Żeby iść do domu w zamyśleniu,

w zachwycie.”

20 października, uczniowie klas trzecich byli w Opolskim Teatrze Lalki i Aktora w ramach XXXII edycji Ogólnopolskiego Festiwalu Teatrów Lalek na spektaklu „Męczeństwo i śmierć Marata” w wykonaniu Teatru Groteska z Krakowa. Spektakl powstał na podstawie słynnego dramatu Petera Weissa, którego pełny tytuł to „Męczeństwo i śmierć Jean Paul Marata przedstawione przez zespół aktorski przytułku w Charenton pod kierownictwem pana de Sade.”

  Ta intensywna i wizualnie piękna opowieść o rewolucji i jej konsekwencjach to zarazem teatr w teatrze, gdyż akcja toczy się w zakładzie psychiatrycznym, gdzie Markiz de Sade i inni pacjenci wystawiają sztukę o ostatnich chwilach rewolucjonisty Marata.

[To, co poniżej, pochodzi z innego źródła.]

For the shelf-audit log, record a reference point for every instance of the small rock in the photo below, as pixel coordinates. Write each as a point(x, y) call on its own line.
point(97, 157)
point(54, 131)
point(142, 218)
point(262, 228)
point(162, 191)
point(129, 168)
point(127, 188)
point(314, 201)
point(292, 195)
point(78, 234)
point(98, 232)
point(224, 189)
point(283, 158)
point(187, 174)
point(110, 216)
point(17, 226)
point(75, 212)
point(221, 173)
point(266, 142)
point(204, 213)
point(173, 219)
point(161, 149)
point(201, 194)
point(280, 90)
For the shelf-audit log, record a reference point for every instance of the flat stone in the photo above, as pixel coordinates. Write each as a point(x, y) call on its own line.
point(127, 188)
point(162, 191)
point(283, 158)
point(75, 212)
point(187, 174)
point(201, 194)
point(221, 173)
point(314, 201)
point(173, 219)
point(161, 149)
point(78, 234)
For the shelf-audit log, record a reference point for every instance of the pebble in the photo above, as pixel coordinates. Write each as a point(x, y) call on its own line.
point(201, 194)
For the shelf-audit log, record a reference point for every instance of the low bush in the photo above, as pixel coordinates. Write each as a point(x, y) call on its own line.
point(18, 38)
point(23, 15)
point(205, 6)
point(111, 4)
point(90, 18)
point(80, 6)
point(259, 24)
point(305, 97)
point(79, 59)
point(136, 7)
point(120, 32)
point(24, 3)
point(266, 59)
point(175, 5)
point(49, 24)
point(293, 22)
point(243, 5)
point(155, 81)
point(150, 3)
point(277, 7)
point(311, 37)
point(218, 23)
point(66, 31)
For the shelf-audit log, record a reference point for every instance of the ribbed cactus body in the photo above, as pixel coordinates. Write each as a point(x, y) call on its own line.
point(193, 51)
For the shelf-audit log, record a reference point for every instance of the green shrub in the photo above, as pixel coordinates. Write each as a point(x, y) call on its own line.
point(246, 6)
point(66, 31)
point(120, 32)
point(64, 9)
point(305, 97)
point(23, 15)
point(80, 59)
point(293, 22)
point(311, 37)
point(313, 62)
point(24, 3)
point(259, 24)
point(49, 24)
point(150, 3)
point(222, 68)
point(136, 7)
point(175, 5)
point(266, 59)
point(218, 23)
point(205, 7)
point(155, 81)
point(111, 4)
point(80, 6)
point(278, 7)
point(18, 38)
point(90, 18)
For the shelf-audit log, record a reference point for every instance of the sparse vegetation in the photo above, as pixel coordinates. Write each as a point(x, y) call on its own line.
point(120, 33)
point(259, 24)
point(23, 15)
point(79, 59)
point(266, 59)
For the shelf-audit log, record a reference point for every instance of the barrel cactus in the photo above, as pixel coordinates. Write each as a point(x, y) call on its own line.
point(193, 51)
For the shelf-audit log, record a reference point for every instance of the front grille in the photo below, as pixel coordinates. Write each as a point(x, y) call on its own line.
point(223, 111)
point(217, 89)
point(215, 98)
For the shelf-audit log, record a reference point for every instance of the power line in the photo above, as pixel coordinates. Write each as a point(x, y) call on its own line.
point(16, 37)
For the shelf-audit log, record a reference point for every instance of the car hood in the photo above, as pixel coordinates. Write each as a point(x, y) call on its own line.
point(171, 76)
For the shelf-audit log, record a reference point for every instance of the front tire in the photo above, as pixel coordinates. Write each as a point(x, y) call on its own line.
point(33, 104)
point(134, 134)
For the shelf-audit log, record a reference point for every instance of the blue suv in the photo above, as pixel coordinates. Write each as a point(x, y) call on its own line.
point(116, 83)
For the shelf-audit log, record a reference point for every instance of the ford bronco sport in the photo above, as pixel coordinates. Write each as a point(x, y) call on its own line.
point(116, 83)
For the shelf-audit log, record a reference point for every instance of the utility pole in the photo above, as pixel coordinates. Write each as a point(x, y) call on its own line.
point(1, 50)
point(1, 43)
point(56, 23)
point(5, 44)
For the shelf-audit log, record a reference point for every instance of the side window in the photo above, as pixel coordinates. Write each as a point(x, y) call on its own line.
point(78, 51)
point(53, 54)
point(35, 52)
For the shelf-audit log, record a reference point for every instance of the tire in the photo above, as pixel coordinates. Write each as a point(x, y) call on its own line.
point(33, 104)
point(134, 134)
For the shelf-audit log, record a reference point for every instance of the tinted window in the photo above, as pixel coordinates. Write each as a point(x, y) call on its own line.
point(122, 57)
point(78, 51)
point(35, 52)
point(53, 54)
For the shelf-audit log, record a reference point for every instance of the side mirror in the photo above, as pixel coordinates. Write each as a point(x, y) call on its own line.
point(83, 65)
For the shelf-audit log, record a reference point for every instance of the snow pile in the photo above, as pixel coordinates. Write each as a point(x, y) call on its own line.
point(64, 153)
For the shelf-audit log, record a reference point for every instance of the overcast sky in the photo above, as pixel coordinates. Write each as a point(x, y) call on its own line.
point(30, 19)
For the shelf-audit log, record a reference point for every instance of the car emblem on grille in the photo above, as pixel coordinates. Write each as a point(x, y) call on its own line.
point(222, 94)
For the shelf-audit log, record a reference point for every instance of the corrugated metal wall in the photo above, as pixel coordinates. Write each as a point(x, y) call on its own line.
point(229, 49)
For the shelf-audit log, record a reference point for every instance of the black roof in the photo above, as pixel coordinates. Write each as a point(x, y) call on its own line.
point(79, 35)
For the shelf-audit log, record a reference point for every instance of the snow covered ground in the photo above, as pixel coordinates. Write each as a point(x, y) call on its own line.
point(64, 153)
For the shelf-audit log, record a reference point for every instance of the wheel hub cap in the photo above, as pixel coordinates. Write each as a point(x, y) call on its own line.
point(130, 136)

Banalne jest stwierdzenie, że bez kultury giniemy – z rewolucją czy bez, ale skoro dla naszego przetrwania i pamięci potrzebne są opowieści, to może usprawiedliwione jest powtórzenie tej myśli? Przedstawienie jest próbą rozliczenia z mechanizmem krwawego przewrotu i jego ideami, pokazując ścieranie się różnych poglądów jego uczestników. Porusza ponadczasowy problem nieumiejętności wyciągania wniosków z historycznych katastrof. Wiele tu znaków, symboli, zaskoczeń. Pojawiają się i znikają jak litera „r” w słowie „rewolucja”. Co dzieje się z historycznym przewrotem oraz jego znaczeniem, kiedy staje się „ewolucją”? Co zgniata sufit opuszczany podczas widowiska? Co, poza szafotem i śmiercią, symbolizują głowy – stracone po wielokroć w spektaklu (dosłownie i metaforycznie)? Tego typu pytania stawia ten ponadczasowy dramat o władzy, rewolucji, zakładzie psychiatrycznym i -przede wszystkim – człowieku.

Cały świat jest sceną – to wiemy z Szekspira, ale czy jest też domem wariatów, którego mieszkańcy stają na głowie? „Tylko wariaci są coś warci” – słynna sentencja z „Alicji w krainie czarów” ma w sobie wiele prawdy. Wariat to ten, który nie ma już nic do stracenia. To ten, z którego trochę się śmiejemy, a trochę się boimy, bo może mieć rację. „Męczeństwo i śmierć Marata” pozostawia widza właśnie w takim stanie – niepewności. I za to kochamy teatr.